Word learning and concept learning are linked together at the core of early learning and literacy. To learn a word, we need to know how and when the word is used. To learn a concept, we need to know why it is used in a particular way. This how and why of word learning creates a relationship between word learning and the conceptual organization of thought. And according to Tanya Kaefer and Susan B. Neuman, this relationship is bidirectional: “Increases in word learning lead to increases in taxonomic [conceptual] organization, which in turn leads to further increases in word learning. (Tanya Kaefer and Susan B. Neuman, “A Bidirectional Relationship between Concept Organization and word learning” in Child Development Research, (2013)). WILD is designed to facilitate this bidirectional relationship by linking the different aspects of word learning and conceptual organization.

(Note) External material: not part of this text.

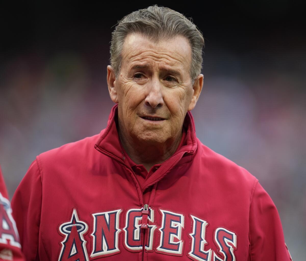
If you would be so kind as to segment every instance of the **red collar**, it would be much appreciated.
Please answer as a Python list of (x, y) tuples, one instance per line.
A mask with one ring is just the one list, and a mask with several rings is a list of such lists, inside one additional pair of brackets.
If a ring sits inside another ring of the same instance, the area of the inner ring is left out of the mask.
[[(117, 131), (116, 121), (118, 119), (118, 105), (116, 104), (112, 108), (107, 126), (101, 131), (95, 148), (101, 153), (117, 160), (130, 169), (129, 164), (125, 162), (125, 158), (121, 149)], [(182, 146), (171, 157), (162, 164), (158, 169), (146, 181), (143, 189), (145, 189), (160, 180), (175, 165), (183, 163), (184, 162), (181, 161), (185, 162), (187, 159), (184, 158), (186, 158), (185, 156), (190, 155), (191, 158), (195, 153), (197, 142), (193, 118), (190, 112), (186, 114), (184, 126), (187, 130), (185, 145)], [(131, 169), (131, 170), (132, 171)]]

The first phase of word learning involves naming things — the word-object naming relation. In this process, the first learning challenge is to distinguish between proper names and categories — between this animal’s name (“Fido” or “Rover”) and “dog”. “Fido” is a particular individual; but the child learns that while Fido is a dog, the word “dog” includes other individuals. In the Picture Dictionary section, WILD provides multiple images without context to facilitate this process of learning the word “dog.” (The WILD entry for “dog” has 5 images.)
The second phase of vocabulary learning involves thematic relations. In thematic learning, children begin to recognize the associations between objects and the places — settings and situations — in which they are found. Thematic relations provide important information about associations in the real world — things that typically go together. The second section of WILD is the WORLD, with multiple settings and situations and the objects that are typically found in those settings. Each WILD dictionary entry shows the places in WORLD a child will find an object.
The third phase of vocabulary learning involves learning categories. In WILD, the section called COLLECTIONS contains lists of words that identify both “loose categories” or topical relations and “taxonomic categories” or categorical relations. The loosely connected categories — such as “Things people do”, “Indoor Activities” or “Baseball words” — are categories in which the boundaries aren’t strictly or logically defined. Taxonomic categories are also introduced. In this phase, children are introduced to the power of classification with abstract concepts. Logical relations such as “Kinds of” something and “Parts of” something are introduced. The dictionary entry for each word shows a list of the different collections a word appears in.
And finally, the BOOK section presents an alphabetical organization of words, outside their connections with the world. The alphabet — letters and their sounds — are a key to learning the abstract process of pronouncing a string of letters in reading, before you have heard the word pronounced. In WILD and our other online dictionaries, there is an audio pronunciation to listen to, as well as three different text pronunciation systems — ways of transcribing the sound of a word.
The task of academic literacy is to help the child navigate among these ways of understanding meaning — these different versions of the “concept of definition.” The task is not merely to learn how to use abstract meanings in grammatically correct sentences, but also to learn how words and abstract concepts emerge from and relate to the real world. In WILD the child can begin in the concrete world of objects, and move gradually through different settings in the WORLD, to topical and taxonomic concepts in COLLECTIONS, culminating in the alphabetical presentation of the dictionary as a BOOK.